O processo começou na passada sexta-feira, dia 14 de abril, mas o advogado do chef de cozinha, Benedict Morelli, já tinha revelado a intenção de tentar perceber como é que o truque é feito. Contudo, a manobra foi vista apenas como uma estratégia para conseguir chegar a acordo com o mágico fora dos tribunais, dado que se esperava que Copperfield não quisesse revelar o procedimento da ilusão em causa.

A verdade é que o segredo foi realmente revelado. Segundo o “The Guardian”, Chris Kenner, amigo e produtor do mágico, contou em tribunal como é feito um dos mais populares truques de David Copperfield. O ilusionista escolhe treze membros do público aleatoriamente para os fazer “desaparecer”. Nessa altura, ajudantes do mágico, com lanternas, ajudam os participantes a atravessar um caminho, entre cortinas escuras e com passagens desconhecidas, que os leva até ao exterior do edifício onde decorre o espetáculo. No fim, “reaparecem” todos no palco.

“Esse percurso é uma pista de obstáculos?”, questionou o advogado de Gavin Cox em tribunal. Benedict Morelli perguntou ainda ao amigo e produtor de David Cooperfield se era feita uma avaliação visual da condição física e do calçado dos membros do público escolhidos para participar no truque.

A acusação afirma que, antes do chef de cozinha cair, o grupo passou por um beco coberto com pó proveniente de trabalhos de construção. No entanto, Jerry Popovich, advogado do casino de Las Vegas, disse em tribunal que, 10 minutos antes da queda de Cox, Copperfield percorreu com segurança a mesma área, numa outra ilusão que não envolvia o público.

Gavin Cox e a esposa, Minh-Hahn Cox, querem uma indemnização cujo valor ainda não foi especificado.

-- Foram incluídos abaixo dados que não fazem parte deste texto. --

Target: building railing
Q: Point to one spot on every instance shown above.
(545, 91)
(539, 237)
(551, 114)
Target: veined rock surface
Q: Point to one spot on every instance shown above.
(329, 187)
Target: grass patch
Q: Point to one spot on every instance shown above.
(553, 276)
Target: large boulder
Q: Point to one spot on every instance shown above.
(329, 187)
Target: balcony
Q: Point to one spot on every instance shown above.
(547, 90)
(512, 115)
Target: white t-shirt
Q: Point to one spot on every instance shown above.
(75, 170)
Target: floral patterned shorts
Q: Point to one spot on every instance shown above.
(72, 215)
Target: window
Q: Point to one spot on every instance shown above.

Impacto na arte mágica Uma das características da magia é o efeito surpresa e a dúvida deixada no ar de como o truque pode ter sido feito. Será que a revelação do segredo de uma ilusão tão conhecida no mundo pode ter impacto na arte mágica? Para Luís Matos, conhecido ilusionista português, a revelação de truques só traz vantagens para o mundo da magia. “Quando falamos de um nível de criatividade, complexidade, talento e genialidade que revestem algumas ilusões como esta, se o público soubesse o verdadeiro modus operandi que está por trás não teria outro remédio senão admirar ainda mais a ilusão”, explica ao i.

O mágico diz conhecer bem a ilusão “Treze” feitas tantas vezes por David Copperfield, de quem é amigo. “O lado emocional e metafórico daquela criação artística é muito mais extraordinário do que saber se as cadeiras são falsas, se as pessoas são projetadas e apanhadas no ar, se saem por um alçapão, se saem disfarçadas de técnicos ou se vão para o túnel que as encaminha até fora do teatro. É pouco relevante”, afirma.

Luís de Matos defende que, muitas vezes, o desconhecimento do método como é feito um truque pode até ser negativo. “A magia estará sempre mais próxima de uma expressão artística quando o método não for um obstáculo entre o espetador e o espetáculo”, refere.

Mas e o efeito surpresa? Para o ilusionista português, isso não é o mais importante. “Se calhar por as pessoas acharem que é o mais importante é que admiram pouco a magia, porque pensam ‘não sei como é que ele fez isto, mas isto de certeza que é espelhos, alçapões, pessoas combinadas, imans ou controlo remoto’ e passam à frente. Se não existisse este preconceito relativamente a que o método é tudo, seguramente que estariam disponíveis e expostas a um conjunto de criações extraordinárias onde, às vezes, o método não é o mais espetacular”, indica.

Reconhecendo que não tem uma opinião muito comum na comunidade dos mágicos, Luís de Matos refere que “a revelação tem zero impacto”. “Não faz sentido desmascarar um mágico, uma vez que está claro na sua profissão – e às vezes até no seu discurso – que o que nós vamos fazer é assumidamente mentira. Portanto, não faz sentido nenhum que venha alguém dizer ‘eu acho que o que ele está a fazer é mentira’. É exatamente isso que torna a magia espetacular”, esclarece.